Paris termine en ordre dispersé dans une séance placée sous le signe de l'attentisme
À Paris, le CAC 40 a perdu 0,07% à 8.143,05 points vendredi, clôturant ainsi une séance sans grande conviction. La Bourse de Paris conclut cette dernière séance de la semaine sur un repli anecdotique de 0,07%, pénalisée par Saint-Gobain (-1,86%), Kering (-1,82%) et Bouygues (-1,74%). Le marché parisien a navigué sans boussole, ballotté entre espoir et prudence, dans un climat attentiste alimenté par une série d'indicateurs économiques contrastés publiés durant la journée. La séance se caractérise par une nette domination des baisses avec 28 valeurs dans le rouge contre seulement 10 en hausse en matinée, un équilibre qui s'est légèrement rééquilibré en fin de journée avec 23 baisses contre 16 hausses et une valeur stable.

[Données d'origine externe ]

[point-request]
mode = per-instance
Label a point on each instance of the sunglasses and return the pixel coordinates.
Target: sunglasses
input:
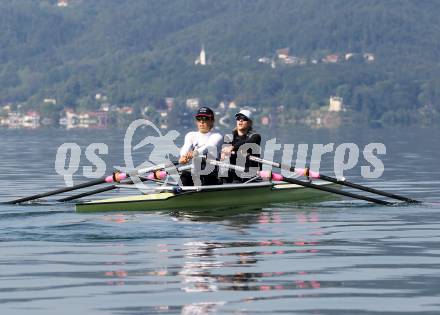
(203, 118)
(243, 118)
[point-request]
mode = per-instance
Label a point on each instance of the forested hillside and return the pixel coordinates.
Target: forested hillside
(138, 52)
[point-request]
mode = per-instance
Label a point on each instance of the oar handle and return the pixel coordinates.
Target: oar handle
(315, 175)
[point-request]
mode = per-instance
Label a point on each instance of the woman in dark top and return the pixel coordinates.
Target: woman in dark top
(242, 134)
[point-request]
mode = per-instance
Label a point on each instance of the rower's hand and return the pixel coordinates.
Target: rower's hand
(226, 151)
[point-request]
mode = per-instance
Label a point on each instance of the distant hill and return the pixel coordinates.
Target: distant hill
(137, 52)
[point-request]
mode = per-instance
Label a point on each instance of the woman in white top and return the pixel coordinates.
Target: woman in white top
(202, 142)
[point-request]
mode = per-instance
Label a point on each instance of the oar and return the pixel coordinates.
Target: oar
(112, 187)
(316, 175)
(115, 177)
(318, 187)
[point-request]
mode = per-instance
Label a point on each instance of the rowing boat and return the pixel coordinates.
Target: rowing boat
(209, 197)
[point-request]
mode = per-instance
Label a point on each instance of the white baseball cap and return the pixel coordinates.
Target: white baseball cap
(244, 112)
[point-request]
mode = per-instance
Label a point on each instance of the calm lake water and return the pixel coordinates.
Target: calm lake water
(339, 257)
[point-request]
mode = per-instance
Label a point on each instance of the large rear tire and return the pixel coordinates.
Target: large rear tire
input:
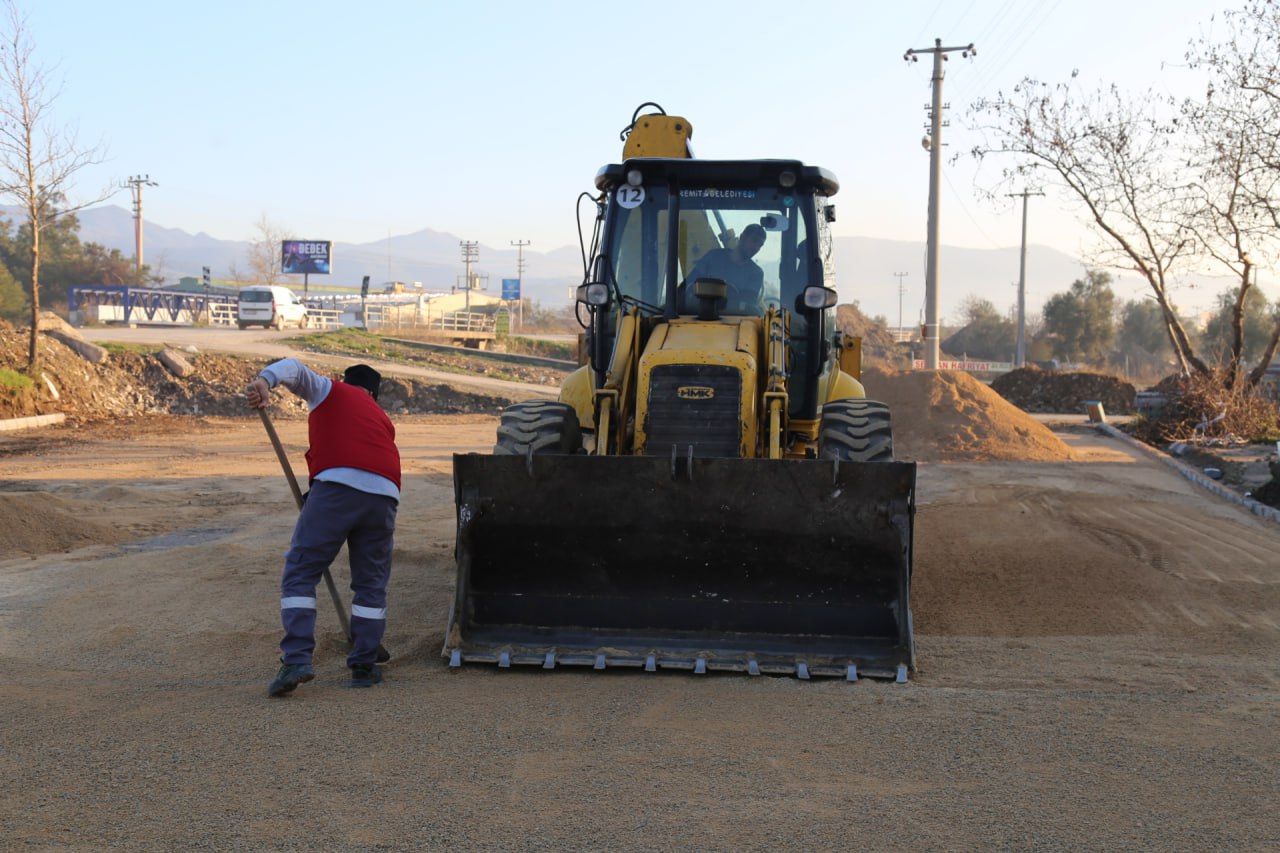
(539, 427)
(855, 430)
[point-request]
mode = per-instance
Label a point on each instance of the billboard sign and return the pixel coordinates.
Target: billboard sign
(305, 256)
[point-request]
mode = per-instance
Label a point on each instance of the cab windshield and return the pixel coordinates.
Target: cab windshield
(752, 237)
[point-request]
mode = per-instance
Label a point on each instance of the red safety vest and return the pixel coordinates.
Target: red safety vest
(350, 429)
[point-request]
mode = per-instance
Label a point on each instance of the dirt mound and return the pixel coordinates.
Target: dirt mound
(128, 384)
(878, 345)
(40, 523)
(950, 416)
(1052, 391)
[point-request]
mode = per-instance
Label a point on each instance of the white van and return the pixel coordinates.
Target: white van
(270, 306)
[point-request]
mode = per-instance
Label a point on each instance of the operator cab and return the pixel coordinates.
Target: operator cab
(759, 226)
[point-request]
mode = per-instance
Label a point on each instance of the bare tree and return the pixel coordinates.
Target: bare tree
(1235, 133)
(264, 251)
(36, 163)
(1119, 159)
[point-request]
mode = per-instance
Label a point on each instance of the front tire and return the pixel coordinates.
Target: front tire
(855, 430)
(539, 428)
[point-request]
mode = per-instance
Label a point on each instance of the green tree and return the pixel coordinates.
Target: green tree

Les valeurs de la défense et l'aéronautique tirent leur épingle du jeu
Thales a dominé les échanges, terminant en tête du CAC 40 avec un gain de 2,82% à 258,5 euros. L'équipementier de défense et d'aérospatial a bénéficié de l'intérêt renouvelé des investisseurs pour le secteur depuis plusieurs semaines, porté par le contexte géopolitique tendu. Safran a accompagné le mouvement avec une progression de 1,44% à 310,4 euros, confirmant le biais favorable des investisseurs pour le secteur aéronautique. Legrand s'est hissé en deuxième position avec une hausse de 1,95% à 127,95 euros, incarnant la solidité des valeurs d'équipements électriques. TotalEnergies a progressé de 1,29% à 57,98 euros, soutenue par le rebond des cours du pétrole. Veolia Environnement a complété le podium des hausses avec un gain de 0,97% à 30,25 euros, évoluant dans le sillage des valeurs défensives. À l'inverse, les secteurs cycliques ont subi la pression vendeuse. Saint-Gobain a plongé de 1,86% à 83,2 euros, poursuivant son repli dans un contexte difficile pour la construction. Kering a abandonné 1,82% à 274,95 euros, pénalisé par la faiblesse du secteur du luxe. Bouygues a cédé 1,74% à 44,49 euros, illustrant les difficultés du BTP français. Axa a reculé de 1,51% à 37,71 euros, tandis qu'Accor a perdu 1,38% à 46,51 euros, dans le sillage des valeurs liées au cycle économique.
Un marché parisien qui finit la semaine sans éclat mais sans fracas
La séance du vendredi 23 janvier 2026 résume à elle seule l'ambiance qui règne actuellement sur la place parisienne : un marché qui tergiverse, hésite, mais tient bon. Aucun événement majeur n'est venu perturber les opérateurs en cette fin de semaine, mais aucun catalyseur n'a non plus permis de dégager une tendance claire. Les investisseurs semblent imperméables aux évènements politiques, attendant des signaux plus forts avant de prendre des positions tranchées, dans un contexte où les statistiques économiques continuent d'envoyer des messages contradictoires.
Le CAC 40 reste ainsi dans une zone d'indécision, proche de ses niveaux d'équilibre, alors que les secteurs défensifs et industriels semblent pour l'instant mieux résister que les valeurs cycliques exposées à la conjoncture. La construction, le luxe et les banques ont pâti de cette frilosité ambiante, tandis que les valeurs de défense, d'aéronautique et d'équipements électriques ont profité d'un regain d'intérêt modéré mais réel.